Afcons Infrastructure IPO Set for its Stock Market Debut on November 4
Afcons Infrastructure’s IPO (Initial Public Offering) is all set to list on the stock market this Monday, November 4. Investors who were allocated shares will find them in their demat accounts by now, with refunds already processed for those who didn’t receive any shares.
The IPO, which was open for subscription from October 25 to October 29, received a mixed response. According to the BSE data, the IPO was subscribed 2.63 times overall, meaning demand exceeded supply. However, subscription rates varied among different types of investors. Retail investors, who are individual buyers, subscribed at 94% of the allocated amount, while non-institutional investors (NIIs) – typically larger, wealthier investors – subscribed 5.05 times their allotted portion. Qualified institutional buyers (QIBs), like banks and mutual funds, subscribed 3.79 times. Employees of the company also subscribed 1.67 times their reserved portion.
In the early days of the IPO, the response was slow, with only 10% subscribed on day one and 36% by day two. But interest picked up on the final day, especially from the NII segment, which helped boost the subscription numbers. Ahead of the IPO, Afcons raised approximately Rs.1,621 crore from anchor investors large and reliable investors who help gauge market interest.

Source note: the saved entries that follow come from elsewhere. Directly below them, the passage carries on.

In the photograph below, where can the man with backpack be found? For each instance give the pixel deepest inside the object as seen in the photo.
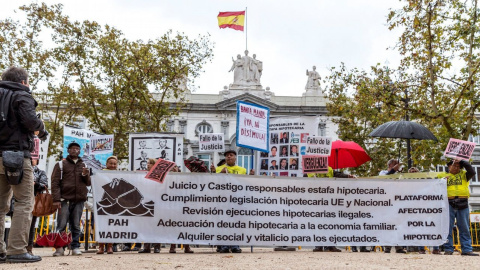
(18, 123)
(70, 178)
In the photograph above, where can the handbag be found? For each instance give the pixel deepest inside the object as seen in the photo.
(13, 163)
(43, 205)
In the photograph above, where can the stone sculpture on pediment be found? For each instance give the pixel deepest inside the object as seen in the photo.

The shares in this IPO were split so that 50% went to QIBs, 15% to NIIs, and 35% to retail investors. Employees were given a discount of Rs.44 per share, and the price was set between Rs.440 and Rs.463 per share, with a minimum purchase of 32 shares.
Market experts noted the challenges Afcons faced, particularly with limited retail investor interest, meaning most individual investors who bid at the cutoff price received their shares. NIIs, however, showed strong support and contributed greatly to the final numbers, subscribing over five times their allocation.

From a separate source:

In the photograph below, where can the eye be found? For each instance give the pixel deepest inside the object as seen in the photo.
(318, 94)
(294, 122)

Some analysts think the IPO’s lukewarm response may be due to the parent company’s financial challenges. Afcons’ parent company is carrying a large amount of debt and is in the midst of a business restructuring, which led it to sell a significant portion of Afcons’ shares to raise funds and manage debt. While this strategy could stabilize the parent company, it may have discouraged short-term investors who generally prefer a quicker return.
Because of these factors, experts are predicting that Afcons might have a modest listing, with its share price likely to hover around 5% above or below the IPO price. Today’s grey market premium (GMP) is Rs 1, meaning that Afcons shares are expected to trade around Rs.464 per share only, slightly higher than the IPO price of Rs.463.
The funds raised from the IPO will be used by Afcons to purchase construction equipment (Rs.80 crore), cover working capital needs (Rs.320 crore), and pay down debt (Rs.600 crore). The remaining amount will go towards general corporate needs.
The IPO is managed by a group of financial advisors, including ICICI Securities, Dam Capital Advisors, Jefferies India, Nomura Financial Advisory, Nuvama Wealth Management, and SBI Capital Markets, with Link Intime India Private Ltd acting as the registrar.
With its debut just days away, Afcons Infrastructure’s listing is expected to attract attention, especially from long-term investors looking for growth opportunities.